3.2.2 Integration Conversion Process Analysis

3.2.2.1 Capture Time variable conversion

3.2.2.1.1 Get System Date Time

3.2.2.1.2 Date Time formatting

Script here


var sys_date = Date2str (today, ' yyyyMMdd ');

3.2.2.1.3 Setting the time variable

3.2.2.2 Data Cleansing Integrated Conversion

3.2.2.2.1 Get file name

3.2.2.2.2 Photo Conversion binary

/script here

var file = new Java.io.File (filename);

var fileinputstream = new Java.io.FileInputStream (file);

var Content = Org.pentaho.di.core.Const.createByteArray (File.length ());

Fileinputstream.read (Content,0,file.length ());

Fileinputstream.close ();

3.2.2.2.3 Split Field

3.2.2.2.4 string substitution

3.2.2.2.5 Field Selection

3.2.2.2.6 career

3.2.2.2.7 Data modification

Script here

var zp01 = zp_1;
var zp02 = zp_2;
var zp03 = zp_3;
var zp04 = Zp_4;
var zp05 = zp_5;
var zp06 = zp_6;

var zp01modifytime = Zp_1_lastmodifytime;
var zp02modifytime = Zp_2_lastmodifytime;
var zp03modifytime = Zp_3_lastmodifytime;
var zp04modifytime = Zp_4_lastmodifytime;
var zp05modifytime = Zp_5_lastmodifytime;
var zp06modifytime = Zp_6_lastmodifytime;

var ZPSCRQ = replace (dirname, ' _zp ', ');
var dirname1 = ' ftp://10.78.1.30/' + dirname + '. zip ';

if (zp01==null && zp02==null && zp03==null) {
zp01=zp04;
ZP02=ZP05;
zp03=zp06;
Zp01modifytime=zp04modifytime;
Zp02modifytime=zp05modifytime;
Zp03modifytime=zp06modifytime;

}

3.2.2.2.8 Getting System Information

3.2.2.2.9 Field Selection

3.2.2.2.10 Filtering Records

3.2.2.2.11 inserting updates

3.2.2.2.12 Discard Invalid data

Iv. Other Notes

No.

"Kettle" Data integration ftp download + local photo file import Oracle Database

Contact Us

The content source of this page is from Internet, which doesn't represent Alibaba Cloud's opinion; products and services mentioned on that page don't have any relationship with Alibaba Cloud. If the content of the page makes you feel confusing, please write us an email, we will handle the problem within 5 days after receiving your email.
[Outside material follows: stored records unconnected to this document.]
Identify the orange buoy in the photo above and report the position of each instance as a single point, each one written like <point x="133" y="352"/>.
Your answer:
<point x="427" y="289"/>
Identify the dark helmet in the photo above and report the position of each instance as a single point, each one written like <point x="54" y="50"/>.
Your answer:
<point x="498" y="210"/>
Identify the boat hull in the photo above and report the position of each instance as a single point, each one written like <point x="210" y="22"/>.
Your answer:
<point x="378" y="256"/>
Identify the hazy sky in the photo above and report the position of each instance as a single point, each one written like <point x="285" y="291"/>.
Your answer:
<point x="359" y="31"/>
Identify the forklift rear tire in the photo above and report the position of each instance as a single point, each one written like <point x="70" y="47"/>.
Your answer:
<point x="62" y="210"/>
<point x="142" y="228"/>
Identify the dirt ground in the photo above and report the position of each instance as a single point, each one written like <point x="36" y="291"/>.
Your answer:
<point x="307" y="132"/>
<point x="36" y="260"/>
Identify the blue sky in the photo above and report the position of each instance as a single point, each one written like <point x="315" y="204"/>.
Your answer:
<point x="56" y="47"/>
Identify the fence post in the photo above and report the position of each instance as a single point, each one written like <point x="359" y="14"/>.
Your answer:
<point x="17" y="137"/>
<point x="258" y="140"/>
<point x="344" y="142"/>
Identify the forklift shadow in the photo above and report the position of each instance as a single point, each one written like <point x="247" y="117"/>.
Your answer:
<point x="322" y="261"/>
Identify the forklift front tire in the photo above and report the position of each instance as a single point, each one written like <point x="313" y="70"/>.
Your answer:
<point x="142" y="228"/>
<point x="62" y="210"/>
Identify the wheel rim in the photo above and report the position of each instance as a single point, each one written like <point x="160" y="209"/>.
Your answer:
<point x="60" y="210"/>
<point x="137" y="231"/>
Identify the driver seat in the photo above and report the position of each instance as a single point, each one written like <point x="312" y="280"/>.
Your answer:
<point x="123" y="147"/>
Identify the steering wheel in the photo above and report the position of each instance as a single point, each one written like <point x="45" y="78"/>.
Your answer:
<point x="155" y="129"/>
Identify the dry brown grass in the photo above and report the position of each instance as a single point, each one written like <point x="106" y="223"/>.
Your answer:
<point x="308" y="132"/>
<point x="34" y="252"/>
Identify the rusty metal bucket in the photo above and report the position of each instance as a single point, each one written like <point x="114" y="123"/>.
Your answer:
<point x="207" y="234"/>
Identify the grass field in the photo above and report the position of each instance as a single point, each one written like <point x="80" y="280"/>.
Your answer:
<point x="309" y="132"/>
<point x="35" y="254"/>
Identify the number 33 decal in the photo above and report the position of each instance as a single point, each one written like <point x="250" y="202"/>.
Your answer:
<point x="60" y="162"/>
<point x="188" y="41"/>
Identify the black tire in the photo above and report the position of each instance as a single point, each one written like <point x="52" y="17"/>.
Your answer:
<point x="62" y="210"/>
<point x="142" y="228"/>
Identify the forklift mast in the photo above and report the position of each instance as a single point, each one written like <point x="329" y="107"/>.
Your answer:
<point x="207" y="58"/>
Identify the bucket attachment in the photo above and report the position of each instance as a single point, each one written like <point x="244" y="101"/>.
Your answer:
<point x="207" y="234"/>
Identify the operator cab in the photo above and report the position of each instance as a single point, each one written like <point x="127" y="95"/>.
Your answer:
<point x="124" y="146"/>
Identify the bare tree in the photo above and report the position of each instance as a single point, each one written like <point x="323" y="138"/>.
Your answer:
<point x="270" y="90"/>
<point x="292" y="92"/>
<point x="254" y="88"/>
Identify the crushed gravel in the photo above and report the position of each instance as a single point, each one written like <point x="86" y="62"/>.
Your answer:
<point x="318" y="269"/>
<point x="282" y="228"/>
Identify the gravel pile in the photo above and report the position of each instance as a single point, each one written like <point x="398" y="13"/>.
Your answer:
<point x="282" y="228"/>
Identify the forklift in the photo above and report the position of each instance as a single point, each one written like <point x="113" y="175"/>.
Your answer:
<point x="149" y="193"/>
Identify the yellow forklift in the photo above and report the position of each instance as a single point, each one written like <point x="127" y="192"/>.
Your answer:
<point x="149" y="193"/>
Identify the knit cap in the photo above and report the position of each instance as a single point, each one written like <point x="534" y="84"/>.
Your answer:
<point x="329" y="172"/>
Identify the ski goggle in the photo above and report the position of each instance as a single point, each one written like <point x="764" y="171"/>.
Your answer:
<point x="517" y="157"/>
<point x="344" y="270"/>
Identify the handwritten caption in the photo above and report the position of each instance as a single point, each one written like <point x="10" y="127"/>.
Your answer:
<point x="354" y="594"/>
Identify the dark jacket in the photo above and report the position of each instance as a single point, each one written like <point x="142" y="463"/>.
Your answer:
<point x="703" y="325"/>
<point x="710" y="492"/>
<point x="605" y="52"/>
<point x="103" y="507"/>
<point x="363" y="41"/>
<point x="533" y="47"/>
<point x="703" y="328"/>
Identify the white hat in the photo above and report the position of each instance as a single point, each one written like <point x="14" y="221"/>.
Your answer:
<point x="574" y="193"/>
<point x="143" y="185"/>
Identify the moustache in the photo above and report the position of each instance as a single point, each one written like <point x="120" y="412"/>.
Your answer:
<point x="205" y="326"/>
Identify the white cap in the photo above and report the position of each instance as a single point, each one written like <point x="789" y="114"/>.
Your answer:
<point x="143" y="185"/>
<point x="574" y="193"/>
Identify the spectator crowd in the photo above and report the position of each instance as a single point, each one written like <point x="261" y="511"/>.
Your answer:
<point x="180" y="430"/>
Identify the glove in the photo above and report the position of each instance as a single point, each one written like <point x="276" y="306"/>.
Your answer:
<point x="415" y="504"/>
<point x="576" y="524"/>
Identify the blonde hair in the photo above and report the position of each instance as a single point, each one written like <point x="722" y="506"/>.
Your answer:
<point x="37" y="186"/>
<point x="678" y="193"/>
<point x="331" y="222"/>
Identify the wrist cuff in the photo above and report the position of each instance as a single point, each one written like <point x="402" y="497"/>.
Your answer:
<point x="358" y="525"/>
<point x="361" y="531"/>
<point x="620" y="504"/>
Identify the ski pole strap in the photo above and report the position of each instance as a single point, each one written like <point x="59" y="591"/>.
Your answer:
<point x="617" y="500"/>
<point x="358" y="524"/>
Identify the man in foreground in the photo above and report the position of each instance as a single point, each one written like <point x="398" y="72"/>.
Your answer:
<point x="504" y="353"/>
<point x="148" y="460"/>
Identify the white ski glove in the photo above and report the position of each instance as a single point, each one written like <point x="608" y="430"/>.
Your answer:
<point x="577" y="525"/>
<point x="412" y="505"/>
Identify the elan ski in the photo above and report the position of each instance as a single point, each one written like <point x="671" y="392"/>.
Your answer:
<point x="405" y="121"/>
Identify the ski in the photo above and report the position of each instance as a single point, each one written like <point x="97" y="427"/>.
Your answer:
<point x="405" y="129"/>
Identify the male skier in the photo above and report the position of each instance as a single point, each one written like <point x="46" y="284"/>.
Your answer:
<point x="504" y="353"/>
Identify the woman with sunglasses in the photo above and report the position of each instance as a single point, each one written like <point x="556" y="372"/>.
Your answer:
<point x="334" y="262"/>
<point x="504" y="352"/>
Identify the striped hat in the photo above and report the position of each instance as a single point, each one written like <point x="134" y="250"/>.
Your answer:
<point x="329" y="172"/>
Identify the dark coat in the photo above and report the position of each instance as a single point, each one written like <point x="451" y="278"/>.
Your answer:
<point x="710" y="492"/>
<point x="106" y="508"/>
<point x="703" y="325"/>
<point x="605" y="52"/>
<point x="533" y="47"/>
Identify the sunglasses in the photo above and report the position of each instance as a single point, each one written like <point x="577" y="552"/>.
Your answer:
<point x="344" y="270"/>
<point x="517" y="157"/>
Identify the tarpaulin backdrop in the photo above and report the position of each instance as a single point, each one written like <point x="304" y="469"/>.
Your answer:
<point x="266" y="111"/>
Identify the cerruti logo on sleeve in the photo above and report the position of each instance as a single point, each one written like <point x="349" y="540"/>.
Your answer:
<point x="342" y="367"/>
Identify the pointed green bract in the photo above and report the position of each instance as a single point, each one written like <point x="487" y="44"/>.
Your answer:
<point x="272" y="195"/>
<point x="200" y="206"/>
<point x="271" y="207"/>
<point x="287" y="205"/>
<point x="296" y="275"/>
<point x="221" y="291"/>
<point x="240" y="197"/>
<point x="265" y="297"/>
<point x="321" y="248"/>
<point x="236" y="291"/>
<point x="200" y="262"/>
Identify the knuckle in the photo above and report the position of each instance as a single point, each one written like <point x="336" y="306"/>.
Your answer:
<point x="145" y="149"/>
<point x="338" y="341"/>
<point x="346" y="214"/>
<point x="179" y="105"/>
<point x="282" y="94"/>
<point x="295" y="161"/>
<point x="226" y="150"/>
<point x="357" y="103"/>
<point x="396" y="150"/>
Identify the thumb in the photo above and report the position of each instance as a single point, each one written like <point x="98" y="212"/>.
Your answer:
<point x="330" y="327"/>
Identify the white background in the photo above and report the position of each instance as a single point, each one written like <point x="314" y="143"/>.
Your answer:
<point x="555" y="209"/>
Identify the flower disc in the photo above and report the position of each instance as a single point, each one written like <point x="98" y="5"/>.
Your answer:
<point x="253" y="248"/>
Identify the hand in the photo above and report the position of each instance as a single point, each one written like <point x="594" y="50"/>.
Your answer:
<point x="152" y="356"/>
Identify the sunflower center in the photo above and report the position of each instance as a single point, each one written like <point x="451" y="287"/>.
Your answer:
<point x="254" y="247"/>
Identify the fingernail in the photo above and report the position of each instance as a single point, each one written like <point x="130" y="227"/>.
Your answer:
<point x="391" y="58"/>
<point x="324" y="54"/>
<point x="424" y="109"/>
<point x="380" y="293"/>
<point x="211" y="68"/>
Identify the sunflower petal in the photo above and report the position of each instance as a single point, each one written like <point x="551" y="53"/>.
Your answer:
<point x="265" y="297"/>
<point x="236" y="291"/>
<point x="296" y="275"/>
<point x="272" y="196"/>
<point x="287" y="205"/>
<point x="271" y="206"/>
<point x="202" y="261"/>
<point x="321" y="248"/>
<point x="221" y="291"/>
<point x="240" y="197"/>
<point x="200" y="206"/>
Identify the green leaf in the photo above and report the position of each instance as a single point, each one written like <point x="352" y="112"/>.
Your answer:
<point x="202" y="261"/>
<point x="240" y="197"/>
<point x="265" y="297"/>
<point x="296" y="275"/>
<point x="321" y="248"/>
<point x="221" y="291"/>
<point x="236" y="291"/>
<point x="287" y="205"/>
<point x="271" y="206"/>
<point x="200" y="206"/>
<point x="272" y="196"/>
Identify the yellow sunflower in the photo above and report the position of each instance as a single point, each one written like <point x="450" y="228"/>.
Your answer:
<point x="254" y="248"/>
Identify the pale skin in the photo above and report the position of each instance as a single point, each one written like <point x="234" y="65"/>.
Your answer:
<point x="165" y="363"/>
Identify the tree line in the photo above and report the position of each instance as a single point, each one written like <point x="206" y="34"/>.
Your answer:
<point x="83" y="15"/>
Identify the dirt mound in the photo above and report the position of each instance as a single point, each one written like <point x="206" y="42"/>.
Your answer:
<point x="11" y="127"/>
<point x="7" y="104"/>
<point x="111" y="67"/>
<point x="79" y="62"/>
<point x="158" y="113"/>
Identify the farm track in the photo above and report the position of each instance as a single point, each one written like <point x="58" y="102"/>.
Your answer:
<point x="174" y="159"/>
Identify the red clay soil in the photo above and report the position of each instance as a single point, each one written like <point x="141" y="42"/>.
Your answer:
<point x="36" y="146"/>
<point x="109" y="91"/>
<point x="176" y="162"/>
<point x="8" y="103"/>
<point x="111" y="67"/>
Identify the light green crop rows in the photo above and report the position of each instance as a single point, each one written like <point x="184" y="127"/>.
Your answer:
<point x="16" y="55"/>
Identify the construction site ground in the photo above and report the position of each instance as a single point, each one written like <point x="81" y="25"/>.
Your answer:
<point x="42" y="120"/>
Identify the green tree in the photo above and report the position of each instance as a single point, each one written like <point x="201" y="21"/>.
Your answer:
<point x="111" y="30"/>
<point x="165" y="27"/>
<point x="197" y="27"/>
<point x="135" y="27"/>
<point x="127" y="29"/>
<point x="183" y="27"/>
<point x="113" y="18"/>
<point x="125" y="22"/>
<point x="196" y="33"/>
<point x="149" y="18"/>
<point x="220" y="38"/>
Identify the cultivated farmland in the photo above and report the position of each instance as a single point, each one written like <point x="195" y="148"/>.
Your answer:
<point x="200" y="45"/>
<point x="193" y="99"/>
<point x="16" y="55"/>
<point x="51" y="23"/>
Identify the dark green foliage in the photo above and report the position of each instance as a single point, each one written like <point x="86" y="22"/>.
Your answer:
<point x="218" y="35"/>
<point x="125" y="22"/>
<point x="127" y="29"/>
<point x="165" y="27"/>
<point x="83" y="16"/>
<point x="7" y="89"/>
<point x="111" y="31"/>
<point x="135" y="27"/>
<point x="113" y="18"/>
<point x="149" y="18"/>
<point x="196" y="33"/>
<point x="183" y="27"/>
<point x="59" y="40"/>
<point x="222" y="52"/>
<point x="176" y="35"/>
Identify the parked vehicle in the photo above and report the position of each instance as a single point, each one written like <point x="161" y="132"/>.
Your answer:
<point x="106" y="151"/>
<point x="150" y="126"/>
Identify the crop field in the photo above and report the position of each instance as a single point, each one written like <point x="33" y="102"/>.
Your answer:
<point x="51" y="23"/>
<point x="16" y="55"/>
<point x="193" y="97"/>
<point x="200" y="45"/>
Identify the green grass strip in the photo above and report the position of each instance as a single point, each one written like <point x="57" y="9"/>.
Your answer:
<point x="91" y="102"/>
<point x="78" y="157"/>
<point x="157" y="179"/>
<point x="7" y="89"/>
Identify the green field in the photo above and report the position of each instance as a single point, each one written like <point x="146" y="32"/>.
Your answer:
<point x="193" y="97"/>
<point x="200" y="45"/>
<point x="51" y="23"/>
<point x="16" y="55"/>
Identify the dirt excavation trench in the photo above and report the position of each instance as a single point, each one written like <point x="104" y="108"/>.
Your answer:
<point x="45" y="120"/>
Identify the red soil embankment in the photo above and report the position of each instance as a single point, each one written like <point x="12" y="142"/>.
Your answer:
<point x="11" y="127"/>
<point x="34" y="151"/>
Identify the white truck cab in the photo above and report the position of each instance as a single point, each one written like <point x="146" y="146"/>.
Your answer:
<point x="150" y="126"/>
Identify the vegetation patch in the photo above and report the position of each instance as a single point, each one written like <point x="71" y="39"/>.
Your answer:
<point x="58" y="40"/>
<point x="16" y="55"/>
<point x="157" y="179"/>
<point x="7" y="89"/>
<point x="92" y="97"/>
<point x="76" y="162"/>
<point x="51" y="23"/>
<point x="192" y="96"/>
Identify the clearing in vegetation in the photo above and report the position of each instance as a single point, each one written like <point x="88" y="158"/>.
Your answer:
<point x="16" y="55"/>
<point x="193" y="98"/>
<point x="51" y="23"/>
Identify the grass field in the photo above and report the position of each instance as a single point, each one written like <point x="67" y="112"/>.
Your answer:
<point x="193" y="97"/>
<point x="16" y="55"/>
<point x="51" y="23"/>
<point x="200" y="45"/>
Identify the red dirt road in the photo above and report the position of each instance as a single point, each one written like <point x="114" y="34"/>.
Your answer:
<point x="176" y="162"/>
If you find any instances of plagiarism from the community, please send an email to: info-contact@alibabacloud.com and provide relevant evidence. A staff member will contact you within 5 working days.

A Free Trial That Lets You Build Big!

Start building with 50+ products and up to 12 months usage for Elastic Compute Service

  • Sales Support

    1 on 1 presale consultation

  • After-Sales Support

    24/7 Technical Support 6 Free Tickets per Quarter Faster Response

  • Alibaba Cloud offers highly flexible support services tailored to meet your exact needs.